Project: Gendered Dynamics of International Labour Migration

Overview

This study is part of a multi-country research project ‘Gendered Dynamics of International Labour Migration’ also involving Lebanon, Pakistan, and the Kurdistan Region of Iraq (KRI), which investigated drivers of migration, incorporation of migrants into the labour market, experiences of work and living in Turkey, agency, coping strategies and use of public space. Overall, 28 migrant women working in a variety of sectors, such as domestic and care, textile and trade industries, in addition to professional sectors, were interviewed, between July 2020 and June 2021.

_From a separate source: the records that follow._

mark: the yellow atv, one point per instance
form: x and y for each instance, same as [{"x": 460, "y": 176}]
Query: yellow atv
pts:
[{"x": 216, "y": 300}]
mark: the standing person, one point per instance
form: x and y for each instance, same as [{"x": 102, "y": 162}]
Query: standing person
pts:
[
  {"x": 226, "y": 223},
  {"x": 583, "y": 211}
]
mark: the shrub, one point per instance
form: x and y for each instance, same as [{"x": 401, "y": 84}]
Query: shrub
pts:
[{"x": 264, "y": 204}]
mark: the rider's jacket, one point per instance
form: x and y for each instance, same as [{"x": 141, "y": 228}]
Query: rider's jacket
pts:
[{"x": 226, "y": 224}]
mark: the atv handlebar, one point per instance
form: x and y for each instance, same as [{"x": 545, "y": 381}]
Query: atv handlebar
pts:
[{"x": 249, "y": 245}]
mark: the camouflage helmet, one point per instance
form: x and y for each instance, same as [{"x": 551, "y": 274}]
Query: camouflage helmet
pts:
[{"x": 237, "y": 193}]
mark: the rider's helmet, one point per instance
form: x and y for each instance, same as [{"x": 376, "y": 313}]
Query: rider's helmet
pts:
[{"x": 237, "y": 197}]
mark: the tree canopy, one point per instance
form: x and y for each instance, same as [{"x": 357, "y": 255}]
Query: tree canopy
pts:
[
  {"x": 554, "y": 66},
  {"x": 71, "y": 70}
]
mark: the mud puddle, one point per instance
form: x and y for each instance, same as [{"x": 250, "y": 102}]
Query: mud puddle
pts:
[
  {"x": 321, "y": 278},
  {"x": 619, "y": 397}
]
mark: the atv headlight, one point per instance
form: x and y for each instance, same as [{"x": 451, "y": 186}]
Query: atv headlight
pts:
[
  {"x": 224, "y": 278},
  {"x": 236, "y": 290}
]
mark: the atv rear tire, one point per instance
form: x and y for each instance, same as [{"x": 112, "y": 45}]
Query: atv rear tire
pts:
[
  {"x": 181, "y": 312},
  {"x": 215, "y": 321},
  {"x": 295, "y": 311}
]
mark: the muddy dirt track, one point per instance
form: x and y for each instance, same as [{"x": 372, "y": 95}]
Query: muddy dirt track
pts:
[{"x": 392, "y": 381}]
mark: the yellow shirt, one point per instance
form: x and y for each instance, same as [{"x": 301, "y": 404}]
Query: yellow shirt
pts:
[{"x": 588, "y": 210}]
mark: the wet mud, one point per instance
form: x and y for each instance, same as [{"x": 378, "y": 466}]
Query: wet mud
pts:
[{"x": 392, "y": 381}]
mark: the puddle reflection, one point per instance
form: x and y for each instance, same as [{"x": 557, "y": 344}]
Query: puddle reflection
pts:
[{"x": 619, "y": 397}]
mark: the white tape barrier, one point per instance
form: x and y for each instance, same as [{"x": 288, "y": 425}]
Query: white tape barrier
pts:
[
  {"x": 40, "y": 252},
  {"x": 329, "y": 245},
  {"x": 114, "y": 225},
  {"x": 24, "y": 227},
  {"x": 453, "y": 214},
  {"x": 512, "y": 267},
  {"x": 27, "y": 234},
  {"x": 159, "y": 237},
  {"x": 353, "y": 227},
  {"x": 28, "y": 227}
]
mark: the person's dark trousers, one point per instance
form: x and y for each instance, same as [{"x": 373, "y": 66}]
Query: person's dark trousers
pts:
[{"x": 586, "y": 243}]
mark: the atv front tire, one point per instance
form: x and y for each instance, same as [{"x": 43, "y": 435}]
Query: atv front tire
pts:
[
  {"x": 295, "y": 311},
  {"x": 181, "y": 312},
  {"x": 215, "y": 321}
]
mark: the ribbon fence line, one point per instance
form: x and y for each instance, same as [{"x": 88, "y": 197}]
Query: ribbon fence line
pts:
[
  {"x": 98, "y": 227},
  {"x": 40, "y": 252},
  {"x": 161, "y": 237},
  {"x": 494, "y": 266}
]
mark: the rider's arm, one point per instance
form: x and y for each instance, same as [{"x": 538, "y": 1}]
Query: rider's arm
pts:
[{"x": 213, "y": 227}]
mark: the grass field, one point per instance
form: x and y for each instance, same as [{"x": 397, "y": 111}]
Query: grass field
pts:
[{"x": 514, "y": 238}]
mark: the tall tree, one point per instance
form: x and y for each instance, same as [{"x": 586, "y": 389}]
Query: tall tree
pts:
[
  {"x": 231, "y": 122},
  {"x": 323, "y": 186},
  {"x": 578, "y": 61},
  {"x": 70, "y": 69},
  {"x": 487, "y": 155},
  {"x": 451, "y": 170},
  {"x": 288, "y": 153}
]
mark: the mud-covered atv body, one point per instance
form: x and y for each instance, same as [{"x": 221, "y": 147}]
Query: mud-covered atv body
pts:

The majority of the skilled women interviewed are upper-middle income academics, teachers, editors, translators, and NGO workers, who mostly migrated from North America, Europe and the Middle East. Most migrant workers whom we interviewed in lesser skilled sectors are migrant domestic workers (MDWs), who mostly migrated from Turkmenistan, Georgia and Armenia. While many of them have short-term residence permits, only two have work permits and social security tied to it, which enables them to access free healthcare; and two of them are irregular workers.

Key Findings

  • For the skilled migrant women, precarious working conditions resulting in a lack of future appear to be one of the drivers of migration, concomitantly with kinship ties, marriage migration and the desire to make a change in lifestyle. Other drivers of migration, mostly consisting of Syrians, Iranians and Lebanese, were mainly conflict and political pressures, gender inequalities, violence, and discrimination towards sexual identity in their home countries.
  • Our findings indicate that the majority of our participants were exposed to verbal, physical and/or sexual harassment in public spaces in Istanbul. However, the city itself is often one of the reasons they chose to remain in Turkey, because it is a global place. However, cultural differences and exclusionary attitudes in Turkey often cause these women to feel excluded.
  • In relation to the lower skilled migrant women, the women’s narratives reveal that the drivers of migration link to their country of origin where some experienced discrimination, heavy and unequal work burdens based on gender division of labour and the lack of right to work, as well as domestic violence.
  • In Istanbul, many work without a work permit and without basic social security. Within the framework of informality, lack of standards on MDWs working and living conditions, the particularities of “home” as a workplace and privileged position of employers seem to reinforce the inequalities and vulnerabilities of women workers’ experience. Their coping strategies are not based on collective action, but rather individual-oriented and limited.
  • However, despite the precarious labour positions in the care sector, their desire and will to better their and their family members lives, as well as to leave behind the patriarchal relations and ties become crystal clear when women’s gains and achievements from their employment are considered.
  • The research highlights that COVID-19 deepened the discriminatory practices of MDWs in Turkey. Some women who lost their job, relied on friends’ or employers’ financial support. In contrast with the skilled migrants, the analysis of women MDWs’ spatial mobility, use of the city and their access to public transportation reveals that these are gendered and rather limited.
  • All the women pay attention to gender codes and are anxious about the femicides and violence against women, as they feel threatened in the streets. The research found that gender inequalities are spatialized and experienced by the MDWs, and other migrant women, living and working in Istanbul. 

Recommendations

  • More research is needed to understand the complexity of the profile of MDWs, including their educational levels and skills, who survived upon the circular labour migration between the Former Soviet Countries and Turkey. Research should dismantle the assumption that highly skilled women come only from countries of the Global North. Additionally, also the complexity of the motivations and experience of Global North migrant women workers require more investigation.
  • The Government of Turkey, also in collaboration with local authorities and the third sector, as well INGOs and NGOs actors UNHCR, local partners, should joint work to raise the awareness, to kick-off a shift in gender discriminatory social norms and to improve the understanding and the enjoyment of women rights in the country, including their free use of public spaces.
  • The Government of Turkey should intensify efforts to legally protect the work of migrant domestic workers, under the national legislative framework, to ensure basic workers’ rights and social security for these, as well as other women migrant workers in the informal sector, primarily. Bilateral agreements with the countries of origin, and with the collaboration of international, regional and local actors, should be considered to improve the conditions and the assistance towards MDWs along all the phases of their journey. Economic empowerment, legal protection, job security, access to health and social care, social norms changes should be granted to all migrant women workers.
  • The government should make advancements towards urgently re-joining the Istanbul Convention, which was abandoned in March 2020. The Convention establishes the protection, prevention, prosecution and ultimately the elimination of all forms of violence against women, including domestic violence and specific measures for the protection of migrant, refugee, and asylum-seeking women.